With all the horrifying, electrifying force of drowning beneath ocean waves, a colourful bombardment of everything pummeled Aizawa's heart and lungs, and in a silent state of powerlessness he didn't notice himself sink to the floor. Sinking, as though all beneath his feet had slipped away. Sinking into the black recesses of what had been lost and now regained, deep and far gone enough for him to only hear Rin through an echoing distance as she cried and cried and cried.
He remembered.
Oh… He remembered.
How years ago, a little girl's eyes had shaken him to the very core in their pleading, desperate glow. He'd been here. Here, in this very place. And a man's body had been spread across the floor like a pig at a buffet table, blood seeping out his very pores – ears, eyes, mouth – in terrible glossiness. The other children far away and frightened. Police dogs yapping. And she, small and completely alone as she watched it, the corpse, as though it were a thing of terrible fascination and terror. Green eyes glazed. Hardly saying anything. And Aizawa, his younger self, had pretended not to notice the blood. He'd pretended not to be sick to the core with disgust and horror, keeping his eyes on her alone as he told her she was safe now. She was safe now.
He remembered the weighty immensity of her tiny hand as it clutched his. He remembered the alarm that had crossed her face when he handed her over to the ambulance: a face that had haunted him in all the hours that followed. Please come with me, Eraser Head-san! Please! And oh, how the much younger him had gone weak in the knees for this little girl. So many afternoons, he'd passed away hours in the children's hospital. Talking to her. Enchanted by her need for him: her excitement when he arrived and her innocent despondence whenever he left.

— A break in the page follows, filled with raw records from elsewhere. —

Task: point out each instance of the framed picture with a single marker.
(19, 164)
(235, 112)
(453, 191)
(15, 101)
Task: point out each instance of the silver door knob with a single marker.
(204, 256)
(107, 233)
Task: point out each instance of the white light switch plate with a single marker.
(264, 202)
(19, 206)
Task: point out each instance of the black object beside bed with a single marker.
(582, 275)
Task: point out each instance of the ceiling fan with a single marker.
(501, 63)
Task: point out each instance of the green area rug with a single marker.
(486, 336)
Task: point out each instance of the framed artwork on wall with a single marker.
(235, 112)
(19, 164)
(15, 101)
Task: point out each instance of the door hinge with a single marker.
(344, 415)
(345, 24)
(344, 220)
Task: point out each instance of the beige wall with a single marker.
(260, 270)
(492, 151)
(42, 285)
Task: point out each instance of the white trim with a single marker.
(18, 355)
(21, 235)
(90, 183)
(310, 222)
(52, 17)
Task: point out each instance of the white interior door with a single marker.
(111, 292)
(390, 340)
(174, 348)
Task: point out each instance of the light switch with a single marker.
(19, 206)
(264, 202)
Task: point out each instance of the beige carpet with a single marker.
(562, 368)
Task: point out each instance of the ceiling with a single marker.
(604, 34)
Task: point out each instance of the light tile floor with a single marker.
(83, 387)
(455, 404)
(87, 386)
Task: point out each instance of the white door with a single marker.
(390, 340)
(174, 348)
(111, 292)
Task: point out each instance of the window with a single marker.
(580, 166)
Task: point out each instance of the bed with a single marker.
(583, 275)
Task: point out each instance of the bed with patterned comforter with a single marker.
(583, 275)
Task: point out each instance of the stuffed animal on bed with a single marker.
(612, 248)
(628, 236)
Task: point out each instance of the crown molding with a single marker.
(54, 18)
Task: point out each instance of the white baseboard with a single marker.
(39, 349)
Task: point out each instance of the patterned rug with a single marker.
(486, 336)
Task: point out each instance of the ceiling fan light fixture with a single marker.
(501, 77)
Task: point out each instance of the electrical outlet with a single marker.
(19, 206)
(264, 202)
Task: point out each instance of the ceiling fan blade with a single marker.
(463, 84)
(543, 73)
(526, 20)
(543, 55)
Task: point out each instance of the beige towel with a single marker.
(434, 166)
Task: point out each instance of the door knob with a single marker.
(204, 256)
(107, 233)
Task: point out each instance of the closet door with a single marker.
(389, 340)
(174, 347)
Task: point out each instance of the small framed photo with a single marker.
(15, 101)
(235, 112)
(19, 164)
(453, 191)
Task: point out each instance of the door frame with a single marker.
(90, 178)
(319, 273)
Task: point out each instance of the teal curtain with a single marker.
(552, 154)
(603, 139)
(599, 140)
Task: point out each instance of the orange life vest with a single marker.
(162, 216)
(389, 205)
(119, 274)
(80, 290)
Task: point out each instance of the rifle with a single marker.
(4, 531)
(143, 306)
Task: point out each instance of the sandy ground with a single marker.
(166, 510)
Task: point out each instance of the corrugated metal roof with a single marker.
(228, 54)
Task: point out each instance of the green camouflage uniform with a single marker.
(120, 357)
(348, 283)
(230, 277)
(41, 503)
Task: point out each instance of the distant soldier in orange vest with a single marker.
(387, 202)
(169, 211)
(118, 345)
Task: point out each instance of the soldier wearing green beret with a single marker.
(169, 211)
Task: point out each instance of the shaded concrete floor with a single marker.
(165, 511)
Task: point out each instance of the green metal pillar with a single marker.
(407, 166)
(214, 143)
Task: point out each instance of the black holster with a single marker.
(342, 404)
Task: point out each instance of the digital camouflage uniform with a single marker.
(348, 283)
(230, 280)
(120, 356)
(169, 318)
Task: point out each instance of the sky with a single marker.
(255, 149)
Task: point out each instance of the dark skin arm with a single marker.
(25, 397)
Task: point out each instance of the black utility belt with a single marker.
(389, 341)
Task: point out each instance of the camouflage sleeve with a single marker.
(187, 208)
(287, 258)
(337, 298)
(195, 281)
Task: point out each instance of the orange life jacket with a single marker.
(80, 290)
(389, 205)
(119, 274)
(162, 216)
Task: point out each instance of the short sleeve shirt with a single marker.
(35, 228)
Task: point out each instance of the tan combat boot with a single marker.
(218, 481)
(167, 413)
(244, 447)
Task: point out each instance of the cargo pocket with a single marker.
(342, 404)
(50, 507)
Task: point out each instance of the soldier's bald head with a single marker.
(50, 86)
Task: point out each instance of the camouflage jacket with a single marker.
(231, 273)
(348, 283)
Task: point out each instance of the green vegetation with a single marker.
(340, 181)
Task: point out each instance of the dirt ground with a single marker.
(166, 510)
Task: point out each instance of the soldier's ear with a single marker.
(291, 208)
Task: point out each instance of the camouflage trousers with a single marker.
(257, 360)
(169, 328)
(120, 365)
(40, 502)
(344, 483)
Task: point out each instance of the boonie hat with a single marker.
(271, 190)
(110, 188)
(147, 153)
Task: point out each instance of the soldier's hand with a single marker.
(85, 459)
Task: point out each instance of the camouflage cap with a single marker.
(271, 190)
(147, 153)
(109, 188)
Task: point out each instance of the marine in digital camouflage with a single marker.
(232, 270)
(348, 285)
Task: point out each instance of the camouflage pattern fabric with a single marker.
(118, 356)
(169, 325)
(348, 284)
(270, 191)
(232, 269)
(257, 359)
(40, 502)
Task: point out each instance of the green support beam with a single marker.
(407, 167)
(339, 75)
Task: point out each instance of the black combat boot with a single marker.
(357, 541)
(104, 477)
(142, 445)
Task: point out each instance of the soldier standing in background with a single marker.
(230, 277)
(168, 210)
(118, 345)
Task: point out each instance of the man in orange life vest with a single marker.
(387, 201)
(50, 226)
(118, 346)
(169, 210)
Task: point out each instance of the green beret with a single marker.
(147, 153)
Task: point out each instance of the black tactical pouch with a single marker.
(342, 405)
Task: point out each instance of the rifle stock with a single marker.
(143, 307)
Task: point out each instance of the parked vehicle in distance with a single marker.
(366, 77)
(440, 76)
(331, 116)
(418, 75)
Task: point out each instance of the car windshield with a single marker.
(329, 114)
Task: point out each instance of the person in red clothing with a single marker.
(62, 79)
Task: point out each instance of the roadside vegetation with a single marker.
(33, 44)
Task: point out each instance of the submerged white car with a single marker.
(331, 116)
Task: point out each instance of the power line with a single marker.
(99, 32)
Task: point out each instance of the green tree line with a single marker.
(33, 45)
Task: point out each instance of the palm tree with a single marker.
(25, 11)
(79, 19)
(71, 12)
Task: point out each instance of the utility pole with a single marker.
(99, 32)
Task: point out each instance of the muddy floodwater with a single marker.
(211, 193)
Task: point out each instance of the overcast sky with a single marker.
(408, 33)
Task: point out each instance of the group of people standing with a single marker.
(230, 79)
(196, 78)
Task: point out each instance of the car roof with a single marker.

The feeling was delicious. Addictive. Molten gold over the blackening stains of guilt he'd felt for years before – the guilt and the inadequacy, the shock of Shirakumo's crushed face before Aizawa's waking sight and in all his nightmares. It all gave way to the searing, exquisite image of that little girl's relief when she'd taken his hand. How she'd looked at him as though he could do anything – and indeed, it made him feel like he could. Made him want to do anything. For her. All for her.
And then she, that marvelous little creature, was whisked away to Miyazaki to live with her grandparents. And the matter of the dead body (one of the traffickers, Aizawa had later discovered) was dismissed as an accident none of the doctors could explain. His bloodstream had turned against itself, flowing backwards and sideways, veins bursting. An accident. One not particularly undeserved, some might have said.
But Aizawa knew. He always knew, and for years after the fact, he carried Rin in his heart like a secret.